English Artikel  

                 
René Van Someren

Verhouding tussen private sector en publieke sector als verhouding tussen sport en spel.



Geplaatst op: 10 januari 2017


Zojuist las ik een interview op managementboek.nl dat Ronald Buitenhuis afnam van Jaap Boonstra, naar aanleiding van een boek over veranderingen binnen maatschappelijke organisaties, onlangs geschreven door Boonstra en een reeks andere auteurs. Als het interview representatief is voor het boek, dan lijkt mij dat boek zéker de moeite van het lezen waard!

Op grond van de door Boonstra gegeven boekbeschrijving lijken Boonstra en de zijnen in hun boek blijk te geven van prima inzicht in diverse kenmerken van de publieke sector en de daarmee samenhangende problematiek. Zo benoemen zij verschillende partijen, ieder met haar eigen belangen, die op een of andere wijze binnen een dynamische omgeving met elkaar moeten samenwerken, terwijl de politiek hen van tijd tot tijd een stok tussen de spaken steekt, of op andere wijze de spelregels verandert.

In het interview stelde Boonstra treffend de verhouding tussen de private sector en de publieke sector gelijk aan de verhouding tussen sport en spel. In vergelijking met het bedrijfsleven (sport) ziet hij maatschappelijke organisaties meer als een spel waarbij de spelers zich meer richten op meedoen en plezier dan op het behalen van eindresultaten.

De auteurs van het boek stellen voor om die kenmerkende verschillen tussen de private en publieke sector te erkennen en veranderingsprocessen daar op in te stellen. Volgens hen kan dit door veranderingen zodanig aan te pakken dat al die verschillende partijen harmonieus hun eigen ‘spelletje’ kunnen blijven spelen.

Men kan verwachten dat een dergelijke aanpak in belangrijke mate zal bijdragen aan de veranderbereidheid van de spelers, en daarmee aan het resultaat van het veranderingsproces.
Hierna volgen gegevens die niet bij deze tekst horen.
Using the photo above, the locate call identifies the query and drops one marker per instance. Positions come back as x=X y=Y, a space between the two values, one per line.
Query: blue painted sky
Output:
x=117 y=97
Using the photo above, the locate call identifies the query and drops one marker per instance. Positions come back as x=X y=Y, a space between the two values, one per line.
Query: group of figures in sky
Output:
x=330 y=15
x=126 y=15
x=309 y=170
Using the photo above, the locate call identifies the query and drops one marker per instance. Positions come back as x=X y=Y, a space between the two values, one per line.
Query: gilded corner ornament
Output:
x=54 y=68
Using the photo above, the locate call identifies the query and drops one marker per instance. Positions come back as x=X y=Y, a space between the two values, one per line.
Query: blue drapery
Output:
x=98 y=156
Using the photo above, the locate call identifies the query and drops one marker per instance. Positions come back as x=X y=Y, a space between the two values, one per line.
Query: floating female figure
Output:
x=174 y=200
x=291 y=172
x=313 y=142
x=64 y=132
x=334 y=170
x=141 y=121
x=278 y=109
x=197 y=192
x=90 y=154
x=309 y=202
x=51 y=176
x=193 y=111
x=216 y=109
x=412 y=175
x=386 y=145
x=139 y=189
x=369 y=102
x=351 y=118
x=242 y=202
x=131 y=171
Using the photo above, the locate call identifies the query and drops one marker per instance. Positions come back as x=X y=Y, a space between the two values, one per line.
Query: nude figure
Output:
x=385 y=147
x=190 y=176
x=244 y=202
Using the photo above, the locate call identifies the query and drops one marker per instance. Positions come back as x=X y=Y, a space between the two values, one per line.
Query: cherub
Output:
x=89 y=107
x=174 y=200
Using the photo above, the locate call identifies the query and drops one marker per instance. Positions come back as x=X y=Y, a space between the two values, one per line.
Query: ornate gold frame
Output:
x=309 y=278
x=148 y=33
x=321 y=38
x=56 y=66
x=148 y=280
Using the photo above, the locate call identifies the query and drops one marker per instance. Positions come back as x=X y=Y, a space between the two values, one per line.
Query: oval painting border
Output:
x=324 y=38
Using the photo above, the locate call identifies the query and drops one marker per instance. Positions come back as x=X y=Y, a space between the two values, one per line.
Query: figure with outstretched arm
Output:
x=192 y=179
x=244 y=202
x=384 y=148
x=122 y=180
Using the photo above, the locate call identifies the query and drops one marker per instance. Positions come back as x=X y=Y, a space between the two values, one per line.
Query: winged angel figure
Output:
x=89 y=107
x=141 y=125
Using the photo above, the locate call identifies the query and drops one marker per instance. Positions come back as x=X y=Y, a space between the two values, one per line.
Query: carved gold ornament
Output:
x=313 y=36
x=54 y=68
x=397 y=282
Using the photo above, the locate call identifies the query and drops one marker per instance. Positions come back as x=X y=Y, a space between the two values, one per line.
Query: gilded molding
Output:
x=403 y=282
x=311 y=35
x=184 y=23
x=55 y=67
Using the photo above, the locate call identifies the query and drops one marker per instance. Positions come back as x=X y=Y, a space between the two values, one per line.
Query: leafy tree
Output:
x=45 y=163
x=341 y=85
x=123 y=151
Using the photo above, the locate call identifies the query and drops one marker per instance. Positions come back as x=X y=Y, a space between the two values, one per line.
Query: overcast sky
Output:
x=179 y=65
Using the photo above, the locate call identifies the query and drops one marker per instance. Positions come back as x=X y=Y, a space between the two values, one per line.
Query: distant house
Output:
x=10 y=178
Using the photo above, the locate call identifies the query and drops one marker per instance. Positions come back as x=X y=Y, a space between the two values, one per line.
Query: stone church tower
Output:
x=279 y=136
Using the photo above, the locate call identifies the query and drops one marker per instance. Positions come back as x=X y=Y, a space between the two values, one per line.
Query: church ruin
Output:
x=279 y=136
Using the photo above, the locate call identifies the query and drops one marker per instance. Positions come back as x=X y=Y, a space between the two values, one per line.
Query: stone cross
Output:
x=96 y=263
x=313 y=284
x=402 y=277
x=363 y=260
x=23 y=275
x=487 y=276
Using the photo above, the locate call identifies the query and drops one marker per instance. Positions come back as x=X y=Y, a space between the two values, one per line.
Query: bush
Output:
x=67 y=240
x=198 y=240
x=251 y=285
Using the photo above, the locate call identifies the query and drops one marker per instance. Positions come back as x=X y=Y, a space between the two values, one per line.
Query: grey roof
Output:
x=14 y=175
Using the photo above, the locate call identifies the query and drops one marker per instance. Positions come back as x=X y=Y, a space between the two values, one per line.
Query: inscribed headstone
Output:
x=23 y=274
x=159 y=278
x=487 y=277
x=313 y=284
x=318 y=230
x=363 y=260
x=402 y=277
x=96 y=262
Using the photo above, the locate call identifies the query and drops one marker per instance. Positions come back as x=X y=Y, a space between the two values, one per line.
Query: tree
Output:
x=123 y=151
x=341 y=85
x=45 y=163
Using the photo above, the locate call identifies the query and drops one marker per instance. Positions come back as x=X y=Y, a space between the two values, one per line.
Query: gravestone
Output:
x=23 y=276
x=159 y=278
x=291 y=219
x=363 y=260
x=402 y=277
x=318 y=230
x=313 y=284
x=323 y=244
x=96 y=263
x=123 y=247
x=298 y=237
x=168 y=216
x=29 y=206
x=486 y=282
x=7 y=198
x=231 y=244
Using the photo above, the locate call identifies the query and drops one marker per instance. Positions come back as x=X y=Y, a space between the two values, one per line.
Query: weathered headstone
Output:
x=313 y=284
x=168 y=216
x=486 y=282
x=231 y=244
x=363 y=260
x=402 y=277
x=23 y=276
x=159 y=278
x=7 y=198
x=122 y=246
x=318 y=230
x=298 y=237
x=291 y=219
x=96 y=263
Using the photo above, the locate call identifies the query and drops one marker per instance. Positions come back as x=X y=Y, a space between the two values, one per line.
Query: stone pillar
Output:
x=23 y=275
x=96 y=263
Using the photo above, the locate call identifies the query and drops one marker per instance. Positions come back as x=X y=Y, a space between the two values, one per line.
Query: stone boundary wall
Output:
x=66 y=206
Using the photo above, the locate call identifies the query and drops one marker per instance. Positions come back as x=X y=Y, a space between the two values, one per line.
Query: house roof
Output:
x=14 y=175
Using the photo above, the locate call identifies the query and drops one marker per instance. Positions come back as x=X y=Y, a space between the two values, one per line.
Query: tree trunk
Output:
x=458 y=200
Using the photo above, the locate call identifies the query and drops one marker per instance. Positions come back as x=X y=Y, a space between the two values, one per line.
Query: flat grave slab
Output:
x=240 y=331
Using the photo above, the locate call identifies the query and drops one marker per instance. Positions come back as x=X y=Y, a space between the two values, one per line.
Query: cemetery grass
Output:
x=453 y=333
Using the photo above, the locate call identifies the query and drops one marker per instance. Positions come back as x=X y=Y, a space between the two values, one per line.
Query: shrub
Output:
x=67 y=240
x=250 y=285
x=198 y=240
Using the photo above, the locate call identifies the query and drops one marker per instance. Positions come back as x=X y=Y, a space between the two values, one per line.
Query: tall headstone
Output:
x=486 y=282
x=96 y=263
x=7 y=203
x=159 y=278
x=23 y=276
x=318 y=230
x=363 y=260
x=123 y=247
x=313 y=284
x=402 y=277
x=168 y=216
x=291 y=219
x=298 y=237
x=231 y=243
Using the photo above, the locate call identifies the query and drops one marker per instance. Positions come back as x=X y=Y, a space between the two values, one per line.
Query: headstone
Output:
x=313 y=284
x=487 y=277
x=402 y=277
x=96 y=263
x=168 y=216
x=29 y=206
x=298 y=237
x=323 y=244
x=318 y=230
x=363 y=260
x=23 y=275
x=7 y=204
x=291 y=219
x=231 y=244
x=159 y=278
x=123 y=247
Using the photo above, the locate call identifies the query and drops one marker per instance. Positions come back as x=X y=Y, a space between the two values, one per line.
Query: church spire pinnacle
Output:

Daarom lijkt mij dat voor tactisch en operationeel verandermanagement een prima voorstel waarmee zeker winst te behalen valt.

Strategische beschouwing
Wie deze materie meer vanuit een strategisch oogpunt beschouwt zou kunnen stellen dat juist de zojuist beschreven typische verschillen de basis vormen voor (de hardnekkigheid van) tal van organisatorische problemen binnen maatschappelijke organisaties. Dat zou er juist voor pleiten om binnen maatschappelijke organisaties spelelementen te vervangen met sportelementen, waardoor zij dus meer doel- en prestatiegericht gaan werken.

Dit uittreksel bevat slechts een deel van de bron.